Reedereien beschuldigen Spediteure der Preistreiberei angesichts der Rotmeer-Krise
Reedereien und Spediteure äußern wachsende Besorgnis über angebliche Preistreiberei durch Reedereien auf den Routen von Asien nach Europa. Sie verweisen auf erhebliche Gebührenerhöhungen, die Spitzenzuschläge, gestiegene Treibstoffkosten und Sicherheitszuschläge im Zusammenhang mit der Rotmeer-Schifffahrtskrise kombinieren und ab Januar zu einer einzigen Gebühr zusammengefasst werden sollen.

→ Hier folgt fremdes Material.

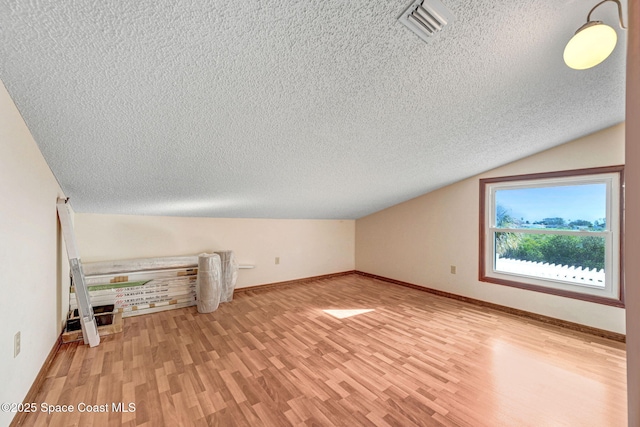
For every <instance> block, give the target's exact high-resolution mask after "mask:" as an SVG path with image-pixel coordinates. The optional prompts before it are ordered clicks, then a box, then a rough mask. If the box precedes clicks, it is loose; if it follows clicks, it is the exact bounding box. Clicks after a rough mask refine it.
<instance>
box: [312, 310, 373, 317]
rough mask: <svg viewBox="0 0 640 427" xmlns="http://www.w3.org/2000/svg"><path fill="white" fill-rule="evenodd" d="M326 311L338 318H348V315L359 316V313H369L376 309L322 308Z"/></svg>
mask: <svg viewBox="0 0 640 427" xmlns="http://www.w3.org/2000/svg"><path fill="white" fill-rule="evenodd" d="M322 311H324V312H325V313H327V314H329V315H331V316H333V317H337V318H338V319H346V318H347V317H351V316H357V315H358V314H364V313H368V312H370V311H374V309H373V308H360V309H342V310H322Z"/></svg>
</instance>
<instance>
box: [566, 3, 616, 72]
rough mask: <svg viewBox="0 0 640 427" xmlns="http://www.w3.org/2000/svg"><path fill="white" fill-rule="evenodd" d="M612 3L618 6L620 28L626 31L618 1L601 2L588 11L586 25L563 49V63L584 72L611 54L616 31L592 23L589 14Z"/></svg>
mask: <svg viewBox="0 0 640 427" xmlns="http://www.w3.org/2000/svg"><path fill="white" fill-rule="evenodd" d="M609 1H612V2H614V3H616V4H617V5H618V17H619V20H620V27H621V28H624V29H626V28H627V27H625V26H624V23H623V22H622V5H621V4H620V0H603V1H601V2H600V3H598V4H597V5H595V6H594V7H593V9H591V11H589V14H588V15H587V23H586V24H584V25H583V26H582V27H580V28H578V31H576V34H575V35H574V36H573V37H572V38H571V40H569V43H567V47H565V48H564V55H563V56H564V62H565V63H566V64H567V66H569V67H570V68H573V69H575V70H586V69H587V68H591V67H595V66H596V65H598V64H599V63H601V62H602V61H604V60H605V59H607V57H608V56H609V55H610V54H611V52H613V49H614V48H615V47H616V43H617V41H618V35H617V34H616V31H615V30H614V29H613V28H611V27H610V26H608V25H605V24H603V23H602V21H592V20H591V14H592V13H593V11H594V10H596V8H597V7H598V6H600V5H601V4H603V3H606V2H609Z"/></svg>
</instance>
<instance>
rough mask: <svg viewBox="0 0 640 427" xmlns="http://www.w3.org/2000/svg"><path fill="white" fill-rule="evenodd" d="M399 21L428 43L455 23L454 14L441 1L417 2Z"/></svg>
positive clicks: (405, 11)
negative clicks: (430, 40) (440, 2)
mask: <svg viewBox="0 0 640 427" xmlns="http://www.w3.org/2000/svg"><path fill="white" fill-rule="evenodd" d="M398 21H400V22H401V23H402V24H403V25H404V26H405V27H407V28H409V29H410V30H411V31H413V32H414V33H416V34H417V35H418V37H420V38H421V39H422V40H424V41H426V42H428V41H429V38H431V37H433V36H434V35H436V34H437V33H439V32H440V31H442V29H443V28H444V27H445V26H446V25H447V24H450V23H451V21H453V14H452V13H451V11H450V10H449V9H447V7H446V6H445V5H443V4H442V3H440V1H439V0H415V1H414V2H413V3H411V5H410V6H409V7H408V8H407V9H406V10H405V11H404V12H403V13H402V15H400V17H399V18H398Z"/></svg>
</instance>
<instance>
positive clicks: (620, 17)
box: [587, 0, 627, 30]
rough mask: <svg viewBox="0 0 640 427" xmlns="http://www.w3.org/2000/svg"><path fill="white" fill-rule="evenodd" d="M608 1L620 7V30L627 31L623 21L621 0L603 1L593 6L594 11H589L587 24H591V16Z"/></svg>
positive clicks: (607, 1)
mask: <svg viewBox="0 0 640 427" xmlns="http://www.w3.org/2000/svg"><path fill="white" fill-rule="evenodd" d="M608 1H612V2H614V3H615V4H617V5H618V19H619V20H620V28H624V29H625V30H626V29H627V27H625V26H624V22H623V21H622V5H621V4H620V0H602V1H601V2H600V3H598V4H597V5H595V6H593V9H591V10H590V11H589V14H588V15H587V22H591V14H592V13H593V11H594V10H596V8H597V7H598V6H600V5H601V4H603V3H606V2H608Z"/></svg>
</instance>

Ein anonymer Spediteur gab bekannt, dass Reedereien im Dezember 1.400 $/FEU (40-Fuß-Standardcontainer) angeboten hätten, was ab Januar auf 5.200 $/FEU und 4.000 $ für einen 20-Fuß-Container ansteigen werde. Nach dem chinesischen Neujahr erwarten sie einen weiteren Anstieg auf 12.000-15.000 $/FEU. Es besteht Unsicherheit darüber, wie diese Gebühren angewendet werden, mit Fragen zu Sicherheitszuschlägen für um das Kap umgeleitete Schiffe und zusätzlichen Treibstoffkosten für diejenigen, die den Suezkanal passieren.
Obwohl die Frachtraten für Dezember eingehalten wurden, wird Maersks Ankündigung, die Suezkanal-Dienste am 24. Dezember wieder aufzunehmen, mit Skepsis aufgenommen. Trotz der Einführung der Operation Prosperity Guardian (OPG) zur Sicherung der Routen im Roten Meer/Golf von Aden bestehen bei Branchenteilnehmern weiterhin Zweifel.
Der Spediteur argumentiert, dass die Vorstellung einer Spitzenzeit von den Reedereien künstlich geschaffen werde, ein Gefühl, das auch Peter Sand, Chefanalyst bei Xeneta, teilt. Sand bestreitet einen Kapazitätsengpass und verweist auf den verstärkten Einsatz von Schiffen und verschiedene Taktiken zur Kapazitätsbegrenzung.
Angriffe im Roten Meer haben zu Umleitungen von Schiffen um das Kap der Guten Hoffnung geführt.